CLEVELAND — The spotlight was on Cleveland Mayor Danny Lee and City Manager Scott Sweigert last week as they laid out the state of the city, and a lot is happening.

Addressing members of the Greater Cleveland Chamber of Commerce, topics focused on growth in Liberty County’s second- largest city, seeing a 14% growth since 2020.

The growth has come in both population and economically, where the total appraised market value has increased 64% in that same period.

Lee was excited to address the progress of the new 1,200-acre BNSF Railroad project, which will be the largest for the company in the nation, calling it a game-changer for Cleveland.

One of the growth challenges for the city is the growth outside of the city and its impact on fire services, especially those that the city provides to areas outside of its jurisdiction.

“Since the county is growing, one of the biggest challenges is the fire department having to stretch all over the county,” Sweigert said.

He estimated that those costs would grow to around $600,000 per year, hindering the city from being able to perform those services.

“We as a city can’t continue to do that,” he said.
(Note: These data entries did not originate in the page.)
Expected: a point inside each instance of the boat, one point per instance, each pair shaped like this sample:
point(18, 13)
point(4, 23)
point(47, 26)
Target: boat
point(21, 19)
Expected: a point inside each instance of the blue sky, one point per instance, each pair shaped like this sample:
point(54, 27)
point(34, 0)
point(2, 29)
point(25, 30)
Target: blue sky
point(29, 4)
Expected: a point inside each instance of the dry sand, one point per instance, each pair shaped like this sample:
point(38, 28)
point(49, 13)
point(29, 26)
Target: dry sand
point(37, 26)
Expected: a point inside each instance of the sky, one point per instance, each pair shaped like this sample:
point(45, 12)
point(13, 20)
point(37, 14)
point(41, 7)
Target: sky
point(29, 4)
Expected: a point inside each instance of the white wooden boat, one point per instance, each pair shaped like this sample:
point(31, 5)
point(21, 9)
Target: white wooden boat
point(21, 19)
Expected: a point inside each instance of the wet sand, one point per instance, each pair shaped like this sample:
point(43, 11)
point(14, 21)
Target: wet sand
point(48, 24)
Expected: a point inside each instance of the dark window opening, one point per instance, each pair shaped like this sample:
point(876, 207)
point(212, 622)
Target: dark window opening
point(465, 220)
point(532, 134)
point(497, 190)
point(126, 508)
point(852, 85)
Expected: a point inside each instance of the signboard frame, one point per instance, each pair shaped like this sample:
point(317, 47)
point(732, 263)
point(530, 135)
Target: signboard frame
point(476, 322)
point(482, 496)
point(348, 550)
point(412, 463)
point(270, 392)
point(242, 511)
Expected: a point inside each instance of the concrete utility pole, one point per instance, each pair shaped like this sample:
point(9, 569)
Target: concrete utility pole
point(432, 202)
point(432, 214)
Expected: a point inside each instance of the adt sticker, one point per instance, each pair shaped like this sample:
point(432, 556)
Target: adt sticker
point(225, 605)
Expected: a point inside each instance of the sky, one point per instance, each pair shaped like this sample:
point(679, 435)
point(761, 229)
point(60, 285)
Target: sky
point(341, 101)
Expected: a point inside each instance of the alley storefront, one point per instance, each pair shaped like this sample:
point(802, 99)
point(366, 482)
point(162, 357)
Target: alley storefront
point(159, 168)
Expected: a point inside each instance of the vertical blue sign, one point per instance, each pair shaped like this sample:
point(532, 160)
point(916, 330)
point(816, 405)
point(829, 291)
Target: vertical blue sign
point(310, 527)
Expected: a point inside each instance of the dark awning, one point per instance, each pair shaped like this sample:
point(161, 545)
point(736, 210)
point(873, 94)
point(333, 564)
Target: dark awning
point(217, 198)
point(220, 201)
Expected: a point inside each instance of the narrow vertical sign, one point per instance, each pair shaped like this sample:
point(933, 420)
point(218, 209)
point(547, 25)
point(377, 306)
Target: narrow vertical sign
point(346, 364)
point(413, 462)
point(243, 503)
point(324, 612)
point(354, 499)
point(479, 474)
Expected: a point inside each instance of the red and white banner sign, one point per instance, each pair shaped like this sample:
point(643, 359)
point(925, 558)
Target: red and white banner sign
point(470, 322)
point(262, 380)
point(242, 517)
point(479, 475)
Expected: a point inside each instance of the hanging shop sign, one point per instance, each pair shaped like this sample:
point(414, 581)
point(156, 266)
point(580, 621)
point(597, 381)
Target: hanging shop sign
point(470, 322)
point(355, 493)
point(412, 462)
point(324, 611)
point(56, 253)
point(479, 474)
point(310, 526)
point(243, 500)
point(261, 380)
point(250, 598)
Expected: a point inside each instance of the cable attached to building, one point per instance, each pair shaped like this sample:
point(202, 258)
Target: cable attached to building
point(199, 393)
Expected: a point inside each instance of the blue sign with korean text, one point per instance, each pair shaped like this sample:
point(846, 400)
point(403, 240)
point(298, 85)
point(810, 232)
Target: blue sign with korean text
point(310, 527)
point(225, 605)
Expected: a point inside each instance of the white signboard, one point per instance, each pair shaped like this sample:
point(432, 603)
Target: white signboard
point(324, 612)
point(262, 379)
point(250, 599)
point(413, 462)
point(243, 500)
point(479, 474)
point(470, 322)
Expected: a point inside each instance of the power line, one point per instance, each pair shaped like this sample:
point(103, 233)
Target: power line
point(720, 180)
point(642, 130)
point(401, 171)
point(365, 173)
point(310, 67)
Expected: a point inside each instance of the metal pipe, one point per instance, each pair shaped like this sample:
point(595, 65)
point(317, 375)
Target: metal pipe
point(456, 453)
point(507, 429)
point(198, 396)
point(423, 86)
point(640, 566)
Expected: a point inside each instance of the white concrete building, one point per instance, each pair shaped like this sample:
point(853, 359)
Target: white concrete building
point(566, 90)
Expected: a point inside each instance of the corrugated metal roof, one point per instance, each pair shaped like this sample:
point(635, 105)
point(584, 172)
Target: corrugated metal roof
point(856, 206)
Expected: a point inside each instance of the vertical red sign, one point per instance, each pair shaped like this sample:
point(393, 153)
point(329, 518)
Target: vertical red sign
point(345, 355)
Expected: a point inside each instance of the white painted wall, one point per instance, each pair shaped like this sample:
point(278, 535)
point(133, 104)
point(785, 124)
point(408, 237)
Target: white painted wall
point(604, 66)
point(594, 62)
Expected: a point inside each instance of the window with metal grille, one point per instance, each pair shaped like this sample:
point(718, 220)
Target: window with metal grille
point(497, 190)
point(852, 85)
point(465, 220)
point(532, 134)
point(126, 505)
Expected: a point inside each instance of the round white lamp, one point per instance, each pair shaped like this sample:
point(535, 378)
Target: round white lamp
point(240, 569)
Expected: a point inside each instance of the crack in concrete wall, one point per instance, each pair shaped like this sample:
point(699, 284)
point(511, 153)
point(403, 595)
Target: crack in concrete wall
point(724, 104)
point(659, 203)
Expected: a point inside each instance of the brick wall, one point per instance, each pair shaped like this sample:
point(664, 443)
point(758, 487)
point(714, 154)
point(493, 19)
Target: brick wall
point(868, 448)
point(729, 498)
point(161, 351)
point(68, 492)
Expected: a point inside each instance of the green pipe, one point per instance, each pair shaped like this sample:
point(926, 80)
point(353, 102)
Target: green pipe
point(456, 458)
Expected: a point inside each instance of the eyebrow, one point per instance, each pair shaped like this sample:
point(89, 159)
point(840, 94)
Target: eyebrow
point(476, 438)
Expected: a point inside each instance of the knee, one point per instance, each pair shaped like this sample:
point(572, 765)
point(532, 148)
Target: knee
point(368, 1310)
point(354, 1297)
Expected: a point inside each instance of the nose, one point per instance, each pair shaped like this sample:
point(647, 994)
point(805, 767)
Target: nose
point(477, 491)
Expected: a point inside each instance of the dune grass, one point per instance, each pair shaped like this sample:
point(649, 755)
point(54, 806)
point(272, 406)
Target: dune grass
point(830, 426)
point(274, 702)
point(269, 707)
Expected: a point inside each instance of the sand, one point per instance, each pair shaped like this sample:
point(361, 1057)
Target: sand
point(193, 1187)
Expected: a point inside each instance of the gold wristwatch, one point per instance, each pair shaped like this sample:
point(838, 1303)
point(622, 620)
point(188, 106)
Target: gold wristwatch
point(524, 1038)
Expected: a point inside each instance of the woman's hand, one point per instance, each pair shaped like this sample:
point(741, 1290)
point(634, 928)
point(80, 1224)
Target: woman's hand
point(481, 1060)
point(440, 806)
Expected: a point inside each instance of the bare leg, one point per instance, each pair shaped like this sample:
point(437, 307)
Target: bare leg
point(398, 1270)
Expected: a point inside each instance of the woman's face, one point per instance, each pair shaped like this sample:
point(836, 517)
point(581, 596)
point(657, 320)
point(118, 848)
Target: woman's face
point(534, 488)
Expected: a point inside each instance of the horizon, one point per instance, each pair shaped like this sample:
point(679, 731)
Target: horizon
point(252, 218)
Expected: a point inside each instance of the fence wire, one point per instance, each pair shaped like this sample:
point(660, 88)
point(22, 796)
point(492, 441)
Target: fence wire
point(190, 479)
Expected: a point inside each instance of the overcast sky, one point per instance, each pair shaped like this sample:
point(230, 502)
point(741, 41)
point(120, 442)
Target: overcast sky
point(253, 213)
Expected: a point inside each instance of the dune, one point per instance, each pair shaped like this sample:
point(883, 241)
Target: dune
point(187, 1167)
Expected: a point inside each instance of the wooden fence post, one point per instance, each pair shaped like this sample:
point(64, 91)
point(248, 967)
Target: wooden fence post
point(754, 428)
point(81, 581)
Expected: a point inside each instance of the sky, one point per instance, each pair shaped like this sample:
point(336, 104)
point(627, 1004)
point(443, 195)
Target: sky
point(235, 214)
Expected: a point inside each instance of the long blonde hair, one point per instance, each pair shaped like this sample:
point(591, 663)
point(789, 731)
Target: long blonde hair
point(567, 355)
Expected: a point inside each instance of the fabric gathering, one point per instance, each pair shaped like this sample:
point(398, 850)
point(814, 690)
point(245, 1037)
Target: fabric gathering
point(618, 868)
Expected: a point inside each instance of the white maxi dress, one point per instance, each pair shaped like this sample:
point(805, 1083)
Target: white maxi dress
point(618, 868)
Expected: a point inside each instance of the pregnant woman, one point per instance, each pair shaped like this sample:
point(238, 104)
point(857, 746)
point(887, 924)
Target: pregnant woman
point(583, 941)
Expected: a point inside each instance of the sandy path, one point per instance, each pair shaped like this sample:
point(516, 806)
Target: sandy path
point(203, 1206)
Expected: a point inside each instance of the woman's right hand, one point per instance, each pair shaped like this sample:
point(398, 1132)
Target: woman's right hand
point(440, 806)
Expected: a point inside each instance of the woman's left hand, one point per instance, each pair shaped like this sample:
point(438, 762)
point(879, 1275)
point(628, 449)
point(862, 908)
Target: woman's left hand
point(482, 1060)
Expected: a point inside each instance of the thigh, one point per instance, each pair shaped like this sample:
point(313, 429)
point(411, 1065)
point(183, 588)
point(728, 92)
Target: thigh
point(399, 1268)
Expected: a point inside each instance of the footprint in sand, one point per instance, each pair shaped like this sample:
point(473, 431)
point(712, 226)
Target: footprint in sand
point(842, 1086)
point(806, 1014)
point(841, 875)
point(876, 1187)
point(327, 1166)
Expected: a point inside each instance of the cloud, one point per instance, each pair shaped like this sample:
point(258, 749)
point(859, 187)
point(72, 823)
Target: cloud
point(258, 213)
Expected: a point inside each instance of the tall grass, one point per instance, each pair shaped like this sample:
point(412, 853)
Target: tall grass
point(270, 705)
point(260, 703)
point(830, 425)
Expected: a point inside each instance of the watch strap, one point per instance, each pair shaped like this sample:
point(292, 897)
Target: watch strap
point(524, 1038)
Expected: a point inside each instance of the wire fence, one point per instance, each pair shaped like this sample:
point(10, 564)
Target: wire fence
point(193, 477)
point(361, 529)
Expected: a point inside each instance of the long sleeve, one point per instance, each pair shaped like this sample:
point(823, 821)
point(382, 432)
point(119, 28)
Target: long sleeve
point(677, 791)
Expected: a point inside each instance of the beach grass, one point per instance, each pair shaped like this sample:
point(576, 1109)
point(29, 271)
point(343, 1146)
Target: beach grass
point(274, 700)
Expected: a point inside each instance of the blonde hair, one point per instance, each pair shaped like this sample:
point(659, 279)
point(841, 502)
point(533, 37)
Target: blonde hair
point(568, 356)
The city opened Station 2 last year and has exhausted $2.5 million in grant money to staff that facility, leaving the city responsible for the costs of having full-time firefighters going forward.

Sweigert also hopes to see more volunteer firefighters that will support the department more.

On the police side, things appear to be in good shape, with officers learning about the new electronic ticketing system. The city has also added four new Chevy Tahoes to its fleet, with another three new police vehicles expected by year’s end.

Sweigert also mentioned the long-awaited police evidence facility, a much-needed addition expected to be completed this month.

According to Sweigert, the city also works to maintain facilities and improve infrastructure across town. The city has purchased equipment that will allow for in-house maintenance of potholes and other road projects.

A heavy emphasis is placed on water infrastructure as well, with the city looking at around $30 million in projects, but there is hope that some grant money will be available and could save the city anywhere from 50-80%.

City leaders were excited to announce that Frontier Waste Services would be taking over trash collection in Cleveland, pointing out that collection rates would be reduced.

“We will have better customer service and relations,” Sweigert said.

Finally, a new skate park is just around the corner; with the land purchased, the city hopes to see movement on the project soon.